How will the Bristol protests affect the policing bill?

The prospects of the bill passing haven’t changed. But Labour’s political difficulties have been sharpened.

By Stephen Bush

What will the political repercussions be of the violent end of protests against the Policing and Crime Bill in Bristol, during which police officers suffered broken bones and police vans were set alight? As far as the prospects of the bill passing unamended, the answer is simple: nothing at all.

The Conservative government has a majority of 80 and the central provisions of the bill are and remain popular. What matters as far as the prospect of removing its restrictions on protest are concerned are whether there are enough liberal Conservatives who are willing both to defy public opinion and to forego the possibility of a ministerial job in the looming reshuffle: that hasn’t changed. 

[Hear more from Stephen on the New Statesman podcast]

But it does further sharpen Labour’s difficulties with the bill: much of what is in the bill is, and continues to be, highly popular. When the question of the day is whether to give the police yet more power, then the debate at the moment suits the Conservatives.

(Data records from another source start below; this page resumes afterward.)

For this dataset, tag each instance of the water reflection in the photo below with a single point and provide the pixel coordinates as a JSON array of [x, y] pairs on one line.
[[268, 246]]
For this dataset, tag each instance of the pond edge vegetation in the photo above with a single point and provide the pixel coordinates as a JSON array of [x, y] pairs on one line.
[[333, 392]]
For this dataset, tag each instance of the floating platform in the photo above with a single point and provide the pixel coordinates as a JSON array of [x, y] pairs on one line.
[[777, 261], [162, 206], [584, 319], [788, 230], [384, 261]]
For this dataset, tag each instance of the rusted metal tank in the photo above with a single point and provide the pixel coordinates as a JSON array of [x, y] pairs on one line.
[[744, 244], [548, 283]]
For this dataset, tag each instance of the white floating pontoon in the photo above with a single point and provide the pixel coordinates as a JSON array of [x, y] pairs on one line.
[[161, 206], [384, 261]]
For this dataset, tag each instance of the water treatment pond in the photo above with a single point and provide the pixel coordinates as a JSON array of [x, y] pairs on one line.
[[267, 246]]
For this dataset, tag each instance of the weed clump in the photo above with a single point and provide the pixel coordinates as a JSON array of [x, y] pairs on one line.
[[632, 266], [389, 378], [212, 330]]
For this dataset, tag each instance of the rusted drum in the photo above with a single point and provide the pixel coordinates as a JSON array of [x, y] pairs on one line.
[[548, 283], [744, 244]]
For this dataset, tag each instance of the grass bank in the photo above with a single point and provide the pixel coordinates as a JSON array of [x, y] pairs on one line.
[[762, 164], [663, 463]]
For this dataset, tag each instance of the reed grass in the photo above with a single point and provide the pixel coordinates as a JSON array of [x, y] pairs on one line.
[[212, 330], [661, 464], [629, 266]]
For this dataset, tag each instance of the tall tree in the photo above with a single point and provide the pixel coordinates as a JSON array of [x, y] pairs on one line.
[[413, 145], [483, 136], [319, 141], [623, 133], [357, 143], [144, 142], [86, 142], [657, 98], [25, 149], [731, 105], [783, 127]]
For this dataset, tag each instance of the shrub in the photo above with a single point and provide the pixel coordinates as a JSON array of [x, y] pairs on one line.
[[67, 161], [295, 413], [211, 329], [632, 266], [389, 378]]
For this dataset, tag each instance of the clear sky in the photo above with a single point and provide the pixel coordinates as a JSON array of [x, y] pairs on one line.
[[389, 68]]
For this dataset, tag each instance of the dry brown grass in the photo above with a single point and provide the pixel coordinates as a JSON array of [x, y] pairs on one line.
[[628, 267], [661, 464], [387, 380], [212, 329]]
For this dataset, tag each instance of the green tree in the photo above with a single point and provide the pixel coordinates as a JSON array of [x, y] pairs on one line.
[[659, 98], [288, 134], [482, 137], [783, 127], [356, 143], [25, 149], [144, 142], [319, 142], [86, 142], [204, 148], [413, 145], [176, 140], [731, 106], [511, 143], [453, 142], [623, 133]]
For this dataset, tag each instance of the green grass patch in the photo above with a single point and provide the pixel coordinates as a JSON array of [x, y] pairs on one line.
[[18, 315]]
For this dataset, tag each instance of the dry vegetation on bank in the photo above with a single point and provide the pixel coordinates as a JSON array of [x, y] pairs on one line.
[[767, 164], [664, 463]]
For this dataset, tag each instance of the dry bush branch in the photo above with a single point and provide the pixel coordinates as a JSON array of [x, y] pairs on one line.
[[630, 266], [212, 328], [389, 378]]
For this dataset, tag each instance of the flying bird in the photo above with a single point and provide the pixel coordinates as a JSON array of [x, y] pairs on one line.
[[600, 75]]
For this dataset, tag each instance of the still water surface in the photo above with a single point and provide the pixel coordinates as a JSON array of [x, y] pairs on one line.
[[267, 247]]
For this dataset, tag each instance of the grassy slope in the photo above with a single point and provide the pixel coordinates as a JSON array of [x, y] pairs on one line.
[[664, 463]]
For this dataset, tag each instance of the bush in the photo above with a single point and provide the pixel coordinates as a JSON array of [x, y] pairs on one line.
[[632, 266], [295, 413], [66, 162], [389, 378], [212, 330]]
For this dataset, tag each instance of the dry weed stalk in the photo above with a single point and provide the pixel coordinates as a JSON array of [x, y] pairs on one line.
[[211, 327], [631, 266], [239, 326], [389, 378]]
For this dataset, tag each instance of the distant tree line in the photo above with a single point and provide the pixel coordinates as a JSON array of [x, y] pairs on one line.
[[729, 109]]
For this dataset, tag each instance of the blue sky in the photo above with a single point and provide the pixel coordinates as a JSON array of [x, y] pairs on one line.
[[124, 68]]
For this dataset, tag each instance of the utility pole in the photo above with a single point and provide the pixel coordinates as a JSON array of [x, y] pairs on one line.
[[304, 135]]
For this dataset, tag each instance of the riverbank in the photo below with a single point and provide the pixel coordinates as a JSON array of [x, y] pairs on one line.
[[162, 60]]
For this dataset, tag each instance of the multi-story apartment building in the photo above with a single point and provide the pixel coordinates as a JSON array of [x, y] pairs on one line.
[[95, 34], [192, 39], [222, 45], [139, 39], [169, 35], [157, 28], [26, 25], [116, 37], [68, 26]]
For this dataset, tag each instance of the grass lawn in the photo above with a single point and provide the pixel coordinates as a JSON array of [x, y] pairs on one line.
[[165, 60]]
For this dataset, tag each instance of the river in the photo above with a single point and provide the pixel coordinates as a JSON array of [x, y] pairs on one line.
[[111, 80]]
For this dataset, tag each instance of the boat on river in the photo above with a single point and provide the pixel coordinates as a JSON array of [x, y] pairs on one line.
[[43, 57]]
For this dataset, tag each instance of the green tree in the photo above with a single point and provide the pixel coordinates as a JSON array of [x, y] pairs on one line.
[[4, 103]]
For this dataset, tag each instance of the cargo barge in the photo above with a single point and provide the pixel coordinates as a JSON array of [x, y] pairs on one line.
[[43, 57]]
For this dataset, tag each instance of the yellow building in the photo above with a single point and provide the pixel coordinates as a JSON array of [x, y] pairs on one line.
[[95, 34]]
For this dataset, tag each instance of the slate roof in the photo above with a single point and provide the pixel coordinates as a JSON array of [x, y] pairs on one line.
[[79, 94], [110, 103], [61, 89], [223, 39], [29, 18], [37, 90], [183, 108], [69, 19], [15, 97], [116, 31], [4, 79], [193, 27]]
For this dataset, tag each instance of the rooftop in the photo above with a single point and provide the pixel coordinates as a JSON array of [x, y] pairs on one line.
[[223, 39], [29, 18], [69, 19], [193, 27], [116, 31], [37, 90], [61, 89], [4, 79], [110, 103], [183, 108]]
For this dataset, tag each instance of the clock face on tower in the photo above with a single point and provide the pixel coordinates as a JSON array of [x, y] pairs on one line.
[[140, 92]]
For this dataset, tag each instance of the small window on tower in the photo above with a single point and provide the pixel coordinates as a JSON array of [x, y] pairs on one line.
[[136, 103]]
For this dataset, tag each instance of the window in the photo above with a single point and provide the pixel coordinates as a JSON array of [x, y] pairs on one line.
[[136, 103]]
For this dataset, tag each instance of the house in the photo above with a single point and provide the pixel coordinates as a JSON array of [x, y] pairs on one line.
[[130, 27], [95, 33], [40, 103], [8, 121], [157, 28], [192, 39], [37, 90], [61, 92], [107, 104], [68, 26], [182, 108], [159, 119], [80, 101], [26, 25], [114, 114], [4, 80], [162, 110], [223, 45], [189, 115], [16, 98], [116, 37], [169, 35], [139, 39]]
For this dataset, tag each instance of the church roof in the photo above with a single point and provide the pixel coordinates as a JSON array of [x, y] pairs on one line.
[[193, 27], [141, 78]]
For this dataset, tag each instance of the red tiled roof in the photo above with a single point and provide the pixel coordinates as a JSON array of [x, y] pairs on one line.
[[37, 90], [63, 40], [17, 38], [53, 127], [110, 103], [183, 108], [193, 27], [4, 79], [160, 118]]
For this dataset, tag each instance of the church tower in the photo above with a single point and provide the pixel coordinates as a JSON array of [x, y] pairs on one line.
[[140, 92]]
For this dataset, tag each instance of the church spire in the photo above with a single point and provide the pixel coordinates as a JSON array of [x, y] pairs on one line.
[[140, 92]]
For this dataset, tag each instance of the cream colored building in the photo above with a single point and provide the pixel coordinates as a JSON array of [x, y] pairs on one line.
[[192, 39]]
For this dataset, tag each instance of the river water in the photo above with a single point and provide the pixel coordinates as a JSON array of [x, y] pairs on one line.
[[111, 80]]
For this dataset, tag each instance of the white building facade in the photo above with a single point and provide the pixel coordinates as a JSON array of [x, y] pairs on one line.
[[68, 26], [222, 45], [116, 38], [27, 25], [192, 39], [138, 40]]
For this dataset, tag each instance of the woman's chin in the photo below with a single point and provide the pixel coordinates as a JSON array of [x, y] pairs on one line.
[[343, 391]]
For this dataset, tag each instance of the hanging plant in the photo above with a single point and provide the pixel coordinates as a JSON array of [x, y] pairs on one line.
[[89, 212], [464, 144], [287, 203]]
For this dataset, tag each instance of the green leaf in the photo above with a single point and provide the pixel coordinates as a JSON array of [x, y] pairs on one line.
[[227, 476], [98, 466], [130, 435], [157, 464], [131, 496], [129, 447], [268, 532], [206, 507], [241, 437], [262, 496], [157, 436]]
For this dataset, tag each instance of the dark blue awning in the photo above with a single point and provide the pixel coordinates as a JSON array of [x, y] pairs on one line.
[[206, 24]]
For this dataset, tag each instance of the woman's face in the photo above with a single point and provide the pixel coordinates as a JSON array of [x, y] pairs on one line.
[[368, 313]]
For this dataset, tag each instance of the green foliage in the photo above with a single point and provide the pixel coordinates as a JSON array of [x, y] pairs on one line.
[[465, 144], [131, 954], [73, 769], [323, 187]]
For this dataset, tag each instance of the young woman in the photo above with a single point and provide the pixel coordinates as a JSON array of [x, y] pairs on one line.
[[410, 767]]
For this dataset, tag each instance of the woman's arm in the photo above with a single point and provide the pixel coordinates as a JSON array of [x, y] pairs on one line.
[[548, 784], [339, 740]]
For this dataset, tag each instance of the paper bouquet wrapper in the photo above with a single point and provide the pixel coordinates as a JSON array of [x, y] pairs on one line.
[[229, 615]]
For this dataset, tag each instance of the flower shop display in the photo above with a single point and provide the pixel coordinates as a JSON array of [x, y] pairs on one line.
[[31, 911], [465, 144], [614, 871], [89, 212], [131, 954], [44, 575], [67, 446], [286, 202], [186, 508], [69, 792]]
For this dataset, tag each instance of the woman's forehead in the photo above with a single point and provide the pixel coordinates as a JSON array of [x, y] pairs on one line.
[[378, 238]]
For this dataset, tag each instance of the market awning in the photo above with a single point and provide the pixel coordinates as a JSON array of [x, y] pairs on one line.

The difficult truth for Keir Starmer is that he got lucky last week: events meant that the political debate moved from whether the draconian powers in the bill are good or bad, to the glaring absence of any new measures to tackle violence against women and girls. But no one in Labour can credibly claim that they had done much to move the debate on to more favourable territory. They simply benefited from a change in circumstances.

Now circumstances have again changed – and this time not necessarily to Labour’s benefit. Starmer needs to find a more permanent way to turn law and order into a source of political joy for Labour, and discomfort for the government, if he is not to remain at the mercy of events.